The 2018 World Cup draws to a close with France taking the famous title and trophy in a cracking final against Croatia. It's fair to say this World Cup has been a bit of a rollercoaster, we witnessed the shock exit of defending champions Germany, England making it to a semi-final for the first time in 28 years and a stack of superb goals.
Furthermore, the introduction of VAR added an extra notch of tension into the tournament with certain decisions being reviewed by a team of officials in an office, who were also dressed up in full refereeing kit which was a bit odd. In my opinion, this tournament has been unconventional to say the very least- please enjoy a selection of my five personal highlights from Russia.
Before the World Cup began we all thought that Nigeria would take home the prize for snazziest fashion item with their very snazzy kit. However, nobody could have predicted that England manager, Gareth Southgate would have become a somewhat style icon. Kitted out in his M&S suit, he strutted down the touchline in his navy-blue waistcoat like it was his own personal catwalk.
In fact, Southgate's waistcoat caught the eye of the people of England leading to "Waistcoat Wednesday" on the day England played Croatia in their semi-final. "Waistcoat Wednesday" saw the country being encouraged to don a waistcoat to support Southgate and his England team. In a time of political turmoil and uncertainty, the country was united behind one man and his M&S waistcoat.
I'll be honest, this for me isn't a "highlight" as Germany's poor performance in the tournament completely scuppered my World Cup fantasy league team. However, it was disappointing to see such a previously strong and capable team struggle to make it out of their group with defeats against Mexico and South Korea and only just managing to beat Sweden with a fantastic free kick by Toni Kroos in injury time. Overall, Germany finished bottom of their group, with South Korea snatching third place from them on goal difference.
Germany's short World Cup run was attributed to a range of reasons including poor selection choices and a poor lead up to the tournament. For example, after a very successful season at Manchester City, youngster Leroy Sane was left out of the German squad. Furthermore, Germany's international friendlies at the start of June this year hardly stood out with a narrow win against Saudi Arabia and a loss against Austria.
Whatever was wrong with Germany this World Cup, it was certainly a shock to see them not only be knocked out of the tournament in the group stages, but actually finish bottom of the group too.
Picture this, it's the group stages of the World Cup, and your team need a result against Spain to help progress to the knockout stages. You get a throw-in, what do you do? Iran's Milad Mohammadi didn't just want to throw the ball back into play, this fella wanted to do it in style.
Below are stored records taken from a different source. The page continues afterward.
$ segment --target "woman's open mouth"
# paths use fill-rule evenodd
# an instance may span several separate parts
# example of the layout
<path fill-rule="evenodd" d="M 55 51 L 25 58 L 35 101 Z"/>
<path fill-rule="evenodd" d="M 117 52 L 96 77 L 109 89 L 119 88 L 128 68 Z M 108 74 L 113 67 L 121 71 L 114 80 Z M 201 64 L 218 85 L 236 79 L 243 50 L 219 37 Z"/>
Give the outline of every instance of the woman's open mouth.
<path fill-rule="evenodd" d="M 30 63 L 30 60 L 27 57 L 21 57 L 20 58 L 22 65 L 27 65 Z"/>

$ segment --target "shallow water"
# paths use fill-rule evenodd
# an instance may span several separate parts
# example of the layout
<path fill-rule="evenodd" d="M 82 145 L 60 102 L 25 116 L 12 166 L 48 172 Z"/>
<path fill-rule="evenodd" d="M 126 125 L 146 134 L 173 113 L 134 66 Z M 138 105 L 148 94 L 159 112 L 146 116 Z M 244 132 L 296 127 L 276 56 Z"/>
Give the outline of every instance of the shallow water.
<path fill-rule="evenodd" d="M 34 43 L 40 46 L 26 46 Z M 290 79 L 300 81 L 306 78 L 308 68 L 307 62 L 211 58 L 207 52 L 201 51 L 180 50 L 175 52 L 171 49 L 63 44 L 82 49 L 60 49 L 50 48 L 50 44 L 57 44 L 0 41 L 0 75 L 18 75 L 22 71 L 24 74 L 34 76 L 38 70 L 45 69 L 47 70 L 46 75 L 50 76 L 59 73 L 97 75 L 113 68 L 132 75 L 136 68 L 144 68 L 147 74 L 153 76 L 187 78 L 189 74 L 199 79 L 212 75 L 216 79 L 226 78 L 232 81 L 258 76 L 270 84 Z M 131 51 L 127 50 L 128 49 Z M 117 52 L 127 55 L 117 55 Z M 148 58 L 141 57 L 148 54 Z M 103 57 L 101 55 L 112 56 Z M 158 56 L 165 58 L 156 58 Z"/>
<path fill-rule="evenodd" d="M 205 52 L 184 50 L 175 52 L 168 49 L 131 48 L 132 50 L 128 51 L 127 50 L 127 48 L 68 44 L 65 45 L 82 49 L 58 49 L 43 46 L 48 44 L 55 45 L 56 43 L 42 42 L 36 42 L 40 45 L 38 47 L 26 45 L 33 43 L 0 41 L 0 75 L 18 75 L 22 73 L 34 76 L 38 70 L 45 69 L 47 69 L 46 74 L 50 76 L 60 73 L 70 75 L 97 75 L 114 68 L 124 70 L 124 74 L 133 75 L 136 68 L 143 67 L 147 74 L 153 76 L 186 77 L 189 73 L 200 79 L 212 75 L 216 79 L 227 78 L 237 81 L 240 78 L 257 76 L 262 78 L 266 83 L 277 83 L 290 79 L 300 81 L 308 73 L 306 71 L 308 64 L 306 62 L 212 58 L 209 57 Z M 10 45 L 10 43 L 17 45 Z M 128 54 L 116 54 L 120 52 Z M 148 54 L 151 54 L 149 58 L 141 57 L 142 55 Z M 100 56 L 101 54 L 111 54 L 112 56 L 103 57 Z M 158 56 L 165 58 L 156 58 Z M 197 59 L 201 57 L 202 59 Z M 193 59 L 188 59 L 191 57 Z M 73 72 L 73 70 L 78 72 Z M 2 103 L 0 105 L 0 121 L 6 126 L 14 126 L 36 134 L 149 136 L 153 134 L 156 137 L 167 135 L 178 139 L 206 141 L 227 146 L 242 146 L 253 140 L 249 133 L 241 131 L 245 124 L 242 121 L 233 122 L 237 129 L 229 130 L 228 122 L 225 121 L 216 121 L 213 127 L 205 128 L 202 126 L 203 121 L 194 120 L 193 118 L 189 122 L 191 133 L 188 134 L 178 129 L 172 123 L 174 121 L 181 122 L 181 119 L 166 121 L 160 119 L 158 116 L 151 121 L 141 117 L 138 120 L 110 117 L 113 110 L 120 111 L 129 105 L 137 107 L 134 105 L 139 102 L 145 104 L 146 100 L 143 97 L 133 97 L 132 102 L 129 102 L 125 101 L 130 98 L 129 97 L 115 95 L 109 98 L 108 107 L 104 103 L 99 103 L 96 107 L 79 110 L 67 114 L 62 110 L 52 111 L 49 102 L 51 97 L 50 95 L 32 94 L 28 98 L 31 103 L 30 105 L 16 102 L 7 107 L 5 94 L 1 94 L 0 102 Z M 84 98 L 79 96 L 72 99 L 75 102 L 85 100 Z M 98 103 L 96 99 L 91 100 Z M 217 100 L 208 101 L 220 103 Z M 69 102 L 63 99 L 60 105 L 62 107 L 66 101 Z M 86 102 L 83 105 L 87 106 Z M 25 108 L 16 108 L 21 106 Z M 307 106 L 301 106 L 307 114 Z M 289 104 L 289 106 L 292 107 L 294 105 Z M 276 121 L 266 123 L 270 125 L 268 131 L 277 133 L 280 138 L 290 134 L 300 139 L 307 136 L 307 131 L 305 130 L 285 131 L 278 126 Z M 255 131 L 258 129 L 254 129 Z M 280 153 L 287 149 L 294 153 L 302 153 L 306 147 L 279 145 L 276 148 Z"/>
As he slowly walks backwards from the touchline and kisses the ball, the players on the pitch brace themselves to receive a long throw in. Could this be Iran's big chance? Mohammadi runs, does a forward roll then realises he's made a mug of himself and pulls it back then decides to opt for a straightforward throw-in. At that moment in time, all the teams in the tournament erased "forward roll throw-ins" from their game plans. Probably for the best.
Arguably Russia 2018 presented one of the more interesting World Cup Finals in recent years. Under the eerie rumbles of thunder in Moscow's Luzhniki Stadium, France and Croatia battled it out to see who would become world champions.
The game was a six-goal thriller, finishing 4-2 to France. Although Croatia had a very strong start to the game, they couldn't muster a win against France, who were just too a little bit too much for the plucky Croatian side. Throughout the game there was drama and tension, such as the first ever own goal being scored in a World Cup Final by Croatia's Mario Mandzukic to give France a 1-0 lead.
Of course, the 2018 World Cup Final wouldn't have been complete without a VAR controversy whereby Croatian Ivan Perisic was penalised for a handball in his own box to, however, the handball wasn't initially given by referee Nestor Pitana. The decision was placed under review by the VAR officials, and Pitana was encouraged to review his decision at the TV stationed on the touchline, which after a lengthy consultation, he awarded a penalty to France.
The VAR debate rekindled again as unfortunately, the handball in question was one of those decisions that completely splits opinion depending on how you interpret the rules of handball.
Following on from this, the second half saw more drama with a pitch invasion by a few individuals dressed in uniform which was later claimed by activist group Pussy Riot.
Although a horrific goalkeeping error by French goalkeeper Hugo Lloris leading to Croatia's second goal gave them a glimmer of hope in the second half, it wasn't to be with France's Paul Pogba and teenage wonderkid Kylian Mbappe cementing France's place in World Cup history books.
It's needless to say this World Cup Final was an embodiment of what has been a truly amazing World Cup in Russia.
"It's coming home" was the phrase of the summer in England, taken from the 1996 song "Three Lions" by Baddiel, Skinner and the Lightening Seeds. Although saying "it's coming home" repeatedly started out as a joke, as England progressed to the last-16, then to the quarter finals, and then to the semi-finals- the joke started to become a possible reality.
Nobody at all expected much from this England side, except from the usual vicious circle of every major sporting tournament whereby we reach the last 16 by the skin of our teeth then lose- if we're really lucky sometimes we get knocked out in the quarter finals.
England exceeded our expectations this World Cup. If we can take anything away from this World Cup it's that England look like a side who could actually pose a threat in football tournaments in years to come. This side is a relatively young side (with the average age being 26) who can only get better from here.
Furthermore, the world has seen lesser known players such as Jordan Pickford, Harry Maguire and Kieran Trippier explode onto the international stage to make a name for themselves and cement themselves into Gareth Southgate's future England plans. Already this young side have experienced playing a range of diverse teams in a tournament, beaten a team on penalties and reached a semi-final in a World Cup.
We may have come fourth overall in the World Cup this year but under Gareth Southgate's calm and relaxed management, this team can go far in the next few years.